Cabo Frio Real Life Example:
A Sales Manager was directed by the business to reduce the territories of 3 of his sales representatives from 3 territories each to 2 territories each. The purpose of this change was to expand the reach of the business by adding 2 additional sales representatives thus providing better coverage and higher attention to the territory overall.
This decision by the business could have been perceived negatively by the existing sales reps because it could look like their piece of the pie was getting smaller. How the sales manager presented this decision and engaged his team affected the team’s response to this news.
The sales manager could have chosen to pull a single territory away from each of the 3 existing reps, inform them of that decision and move forward. If he had approached the situation this way, as some of his colleagues did, he most likely would have faced resistance, grumbling and resentment. In addition, this approach could have created animosity between the existing reps and the new reps.

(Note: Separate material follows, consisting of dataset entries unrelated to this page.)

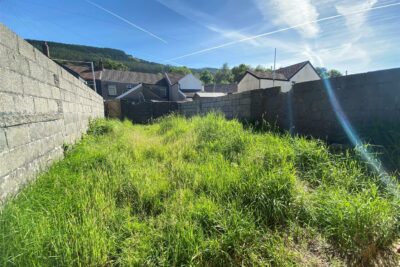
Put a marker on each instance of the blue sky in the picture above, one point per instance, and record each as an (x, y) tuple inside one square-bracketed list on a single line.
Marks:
[(354, 36)]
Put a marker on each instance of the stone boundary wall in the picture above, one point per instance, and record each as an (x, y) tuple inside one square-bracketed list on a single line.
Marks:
[(316, 108), (42, 107)]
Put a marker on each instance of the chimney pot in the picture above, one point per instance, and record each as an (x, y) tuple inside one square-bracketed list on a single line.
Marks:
[(45, 49)]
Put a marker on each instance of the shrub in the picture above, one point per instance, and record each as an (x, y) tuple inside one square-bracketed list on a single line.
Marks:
[(359, 224)]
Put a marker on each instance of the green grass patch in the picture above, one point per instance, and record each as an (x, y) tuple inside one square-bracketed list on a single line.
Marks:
[(199, 192)]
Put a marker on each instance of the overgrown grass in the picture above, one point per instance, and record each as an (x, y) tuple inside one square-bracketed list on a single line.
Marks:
[(201, 191)]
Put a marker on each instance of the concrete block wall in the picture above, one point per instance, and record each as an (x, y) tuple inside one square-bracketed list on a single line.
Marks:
[(316, 108), (42, 107), (232, 105)]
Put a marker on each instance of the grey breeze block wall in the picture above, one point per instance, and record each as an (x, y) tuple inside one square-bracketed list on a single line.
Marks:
[(41, 107), (366, 100)]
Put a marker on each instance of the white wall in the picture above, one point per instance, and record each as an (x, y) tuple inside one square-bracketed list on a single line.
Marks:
[(307, 73), (190, 82), (249, 82), (285, 85)]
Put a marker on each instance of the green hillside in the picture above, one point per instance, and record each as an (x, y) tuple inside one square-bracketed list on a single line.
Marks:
[(113, 58)]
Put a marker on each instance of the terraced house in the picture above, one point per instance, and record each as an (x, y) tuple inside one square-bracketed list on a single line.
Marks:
[(284, 77), (140, 87)]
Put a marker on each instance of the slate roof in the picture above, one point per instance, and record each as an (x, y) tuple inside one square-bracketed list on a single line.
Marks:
[(83, 71), (221, 88), (284, 74), (132, 77), (209, 94), (174, 77), (120, 76), (268, 75), (291, 70)]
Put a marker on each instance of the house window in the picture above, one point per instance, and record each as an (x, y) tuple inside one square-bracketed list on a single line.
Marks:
[(112, 89)]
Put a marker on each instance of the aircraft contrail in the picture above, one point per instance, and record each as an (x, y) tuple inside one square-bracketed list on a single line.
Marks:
[(127, 21), (280, 30)]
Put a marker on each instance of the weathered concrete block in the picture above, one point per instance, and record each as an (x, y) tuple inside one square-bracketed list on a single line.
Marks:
[(26, 50), (37, 72), (7, 103), (17, 136), (24, 104), (10, 81), (8, 38), (46, 90), (41, 105), (31, 86), (19, 64), (3, 141), (53, 106)]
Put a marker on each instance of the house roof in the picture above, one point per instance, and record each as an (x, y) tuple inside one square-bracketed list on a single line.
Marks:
[(209, 94), (132, 77), (284, 74), (291, 70), (129, 91), (221, 88), (83, 71), (268, 75), (173, 78)]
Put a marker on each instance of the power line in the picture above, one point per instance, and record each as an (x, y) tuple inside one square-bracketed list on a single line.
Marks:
[(280, 30)]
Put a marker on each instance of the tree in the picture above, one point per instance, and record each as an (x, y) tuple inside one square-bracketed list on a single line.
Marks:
[(325, 74), (181, 70), (224, 75), (239, 71), (206, 77)]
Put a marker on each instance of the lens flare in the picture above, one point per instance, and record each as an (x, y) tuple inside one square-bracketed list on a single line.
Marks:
[(367, 156)]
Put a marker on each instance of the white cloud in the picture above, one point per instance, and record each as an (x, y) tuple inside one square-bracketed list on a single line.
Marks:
[(292, 13), (355, 21)]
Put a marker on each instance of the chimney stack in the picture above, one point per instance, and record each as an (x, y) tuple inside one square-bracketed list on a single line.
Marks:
[(45, 49), (101, 64)]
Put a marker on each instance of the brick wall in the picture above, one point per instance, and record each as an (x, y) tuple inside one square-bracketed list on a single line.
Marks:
[(42, 107)]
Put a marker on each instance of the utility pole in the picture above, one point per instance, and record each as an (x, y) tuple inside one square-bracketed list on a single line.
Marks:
[(273, 72)]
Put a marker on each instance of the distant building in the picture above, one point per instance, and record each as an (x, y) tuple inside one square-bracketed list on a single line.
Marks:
[(183, 87), (283, 77), (221, 88), (207, 95), (140, 87)]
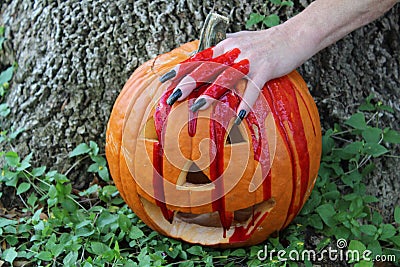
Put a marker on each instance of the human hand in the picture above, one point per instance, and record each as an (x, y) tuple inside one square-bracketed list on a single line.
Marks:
[(261, 55)]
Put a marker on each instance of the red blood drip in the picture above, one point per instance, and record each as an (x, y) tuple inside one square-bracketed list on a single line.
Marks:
[(281, 97), (221, 115), (256, 121), (192, 124), (228, 79), (242, 233), (160, 118), (158, 182)]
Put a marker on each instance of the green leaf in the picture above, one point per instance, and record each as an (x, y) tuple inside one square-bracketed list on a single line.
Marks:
[(357, 245), (353, 148), (23, 187), (45, 256), (99, 248), (254, 18), (124, 223), (4, 110), (9, 255), (103, 173), (374, 149), (396, 240), (372, 134), (12, 158), (388, 231), (271, 20), (6, 75), (326, 212), (5, 222), (368, 229), (366, 107), (287, 3), (327, 144), (196, 250), (71, 259), (397, 214), (36, 172), (135, 232), (94, 147), (357, 121), (79, 150), (375, 247), (25, 163), (2, 39), (276, 2), (391, 136)]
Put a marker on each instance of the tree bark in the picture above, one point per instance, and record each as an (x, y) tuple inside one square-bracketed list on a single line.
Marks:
[(75, 56)]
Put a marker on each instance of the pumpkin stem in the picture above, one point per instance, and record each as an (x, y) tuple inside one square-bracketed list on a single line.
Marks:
[(213, 31)]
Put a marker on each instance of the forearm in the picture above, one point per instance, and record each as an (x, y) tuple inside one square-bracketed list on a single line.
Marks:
[(324, 22)]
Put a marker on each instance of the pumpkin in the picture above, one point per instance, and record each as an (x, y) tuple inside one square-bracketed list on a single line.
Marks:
[(201, 178)]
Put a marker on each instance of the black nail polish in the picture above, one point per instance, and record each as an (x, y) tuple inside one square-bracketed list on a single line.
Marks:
[(174, 96), (198, 104), (169, 75), (240, 117)]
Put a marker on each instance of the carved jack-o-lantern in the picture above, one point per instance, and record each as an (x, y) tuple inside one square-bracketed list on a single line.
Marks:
[(198, 176), (201, 178)]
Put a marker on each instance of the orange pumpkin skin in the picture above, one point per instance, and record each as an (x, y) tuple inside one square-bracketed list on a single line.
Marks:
[(256, 200)]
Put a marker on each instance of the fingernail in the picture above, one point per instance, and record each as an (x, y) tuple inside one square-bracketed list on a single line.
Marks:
[(169, 75), (240, 117), (198, 104), (174, 96)]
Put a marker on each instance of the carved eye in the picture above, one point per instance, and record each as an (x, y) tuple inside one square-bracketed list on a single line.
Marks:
[(149, 130), (196, 176), (235, 136)]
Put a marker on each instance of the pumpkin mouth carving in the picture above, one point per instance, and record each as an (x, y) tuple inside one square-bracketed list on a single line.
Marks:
[(197, 226), (167, 167)]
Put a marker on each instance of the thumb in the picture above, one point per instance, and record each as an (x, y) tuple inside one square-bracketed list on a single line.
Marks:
[(253, 90)]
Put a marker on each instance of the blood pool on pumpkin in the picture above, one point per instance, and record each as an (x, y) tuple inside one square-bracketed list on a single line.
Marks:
[(197, 176)]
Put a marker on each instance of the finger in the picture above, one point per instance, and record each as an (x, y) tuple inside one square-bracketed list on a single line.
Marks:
[(202, 103), (224, 82), (184, 67), (250, 96), (204, 73)]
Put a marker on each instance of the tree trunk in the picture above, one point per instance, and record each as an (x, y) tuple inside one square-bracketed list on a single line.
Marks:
[(75, 56)]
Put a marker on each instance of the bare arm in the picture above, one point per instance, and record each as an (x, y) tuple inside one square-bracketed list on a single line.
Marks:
[(279, 50)]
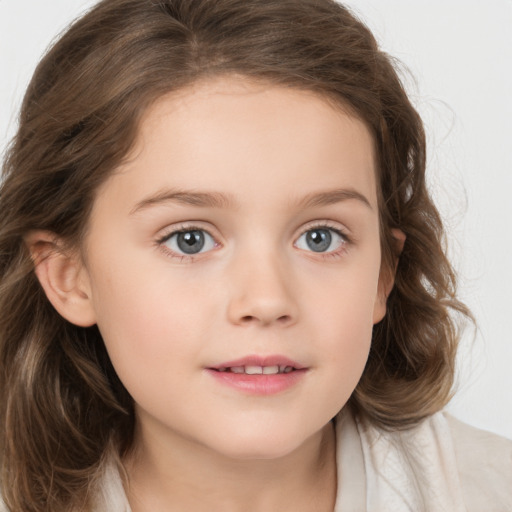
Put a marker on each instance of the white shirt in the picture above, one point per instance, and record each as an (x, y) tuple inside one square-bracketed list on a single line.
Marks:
[(441, 465)]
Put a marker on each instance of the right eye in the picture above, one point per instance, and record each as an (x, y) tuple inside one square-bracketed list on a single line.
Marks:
[(189, 242)]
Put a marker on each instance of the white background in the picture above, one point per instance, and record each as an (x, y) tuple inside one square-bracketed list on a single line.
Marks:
[(460, 55)]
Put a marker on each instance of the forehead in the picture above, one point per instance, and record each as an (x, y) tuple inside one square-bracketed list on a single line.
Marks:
[(247, 137)]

Instead, the sales manager chose to take a conflict transformation approach. He shared the news of the territory reduction, explained why the business made this decision and asked the reps which 2 of their 3 territories they would like to keep. By engaging them in the conversation about what was going to happen, explaining why it was happening and listening to their opinion about how to make this change work for them, the sales manager demonstrated respect for the reps’ points of view. While the reps did not like the reduction in their territory, this approach resulted in the sales team embracing the change because they were heard and valued.
Recognizing the value that exists in all points of view will give us a clearer, more complete picture than the one we see through our lens alone. We become wiser when we become curious as to why someone sees something different than us. While those that you lead might not like a decision you make, they will follow you if they have been heard, valued and respected.